“啊……”德铭猛地跳起,以迅雷不及掩耳的速度,带着惨烈的冲喊,紧握手中刀,看准部位,不假任何思索,不计后果,迅疾出手,直直地插入青子的胳膊,胳膊已然无力,可巧所站的位置正好背对木制更衣箱,借着拼全力的劲道,穿过胳膊,死死地生生钉在了箱子上,这突变,这狠劲,让全场鸦雀无声。青子甩了几下,愣是纹丝不动,等到值班队长到现场,青子还挂在那里。
丁中队长赶到时青子仍在挂着。“都他妈的吃干饭的,还等什么,连箱子带人一起抬。剩下的,大文带回道,集体站着反省,我不回来,不许解散。”人们七手八脚将箱子和人抬走抢救,当然少不了同样需要抢救的德铭。
这倒好,没闲上不说,反倒集体陪绑,真够冤枉的,没辙,就跟败兵一样戳着。
累死累活干了几个小时,又这么生生地罚站,有些人还真吃不消,有胆大的干脆就坐下,胆小的还得受洋罪。
其实,有眼力见儿的马上就会知道,这里乌鸦鸦的一片就是要命的导火线,杂务同顺就找死:“嘿儿,嘿儿,别找不自在,谁让你们坐下的?”
话分怎样说,他这个将军激火的话肯定招更大的雷。
“同顺,你**的,什马东西?臭**花匠你也拱火?”
“打丫挺的。”
“挨打。”一下子激起民愤,这帮小子将邪火转移到同顺身上。
不知谁带头喊了一句“有冤的报冤,有仇的报仇”的口号,一下子将同顺围在中间,你一拳我一脚,后边够不着的,跳着打,反正有便宜不占是王八蛋,队长的气,冲他撒。

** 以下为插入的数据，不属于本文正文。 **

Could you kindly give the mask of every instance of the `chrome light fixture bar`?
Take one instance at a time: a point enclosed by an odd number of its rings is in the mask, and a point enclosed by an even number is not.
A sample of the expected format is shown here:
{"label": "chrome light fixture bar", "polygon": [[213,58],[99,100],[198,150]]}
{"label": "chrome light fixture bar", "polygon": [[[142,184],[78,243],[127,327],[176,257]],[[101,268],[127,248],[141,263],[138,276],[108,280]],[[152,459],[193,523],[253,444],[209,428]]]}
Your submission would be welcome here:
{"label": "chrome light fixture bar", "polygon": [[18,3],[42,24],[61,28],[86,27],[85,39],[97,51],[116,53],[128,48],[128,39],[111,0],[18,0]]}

正乱着,楚指导员闻讯赶来,后面跟着十来个队长,虎视眈眈的,每个人都提着警棍。
“回各号,学监规,再有闹事的,以哄监论处,严惩不贷。”说话相当权威、威严。
只二十秒钟,一百多口子立即在道消失,各号里寂静无声。
过智在号里,无聊地翻着监规,耳朵却听着这帮不拾闲的乱爷胡侃。
“完了,这下两个都得加。”
“重伤害没跑。”
“丫德铭真够勇的,我以为趴下,没想到,跟豹子似的,牛×。”
“甭说那个,给谁挤对急了都一样。”
“口犯,就你那操行的,玩意儿。”
“楚指就是楚指,今天要不是人家,哥儿几个都得熟了。”
“就是,那个大爷在,全死定。”
“得,打住,小心家贼。”
鬼子一听:“聊点别的,刚解除警报,怎么就没踏实劲,告诉你们,谁惹谁担着,别一块臭肉坏一锅汤。”
没两天,传过信儿,那哥儿俩都关了反省号,监检室已派人介入,加刑是铁板的事,也没什么,别人还得熬自己的刑期,还得活着。
圈儿里要没新鲜事,就不叫圈儿。
中队又进一批新人,分到鬼子的号里是一位大仙,进门就自来熟。
“哥儿几个,多照应,兄弟是误入歧途,老爷子是伤透了心,老干部副部级,耿直,人正,要管我,再干十档子事,也不敢拿我呀。”边说着边拿着春城烟走面。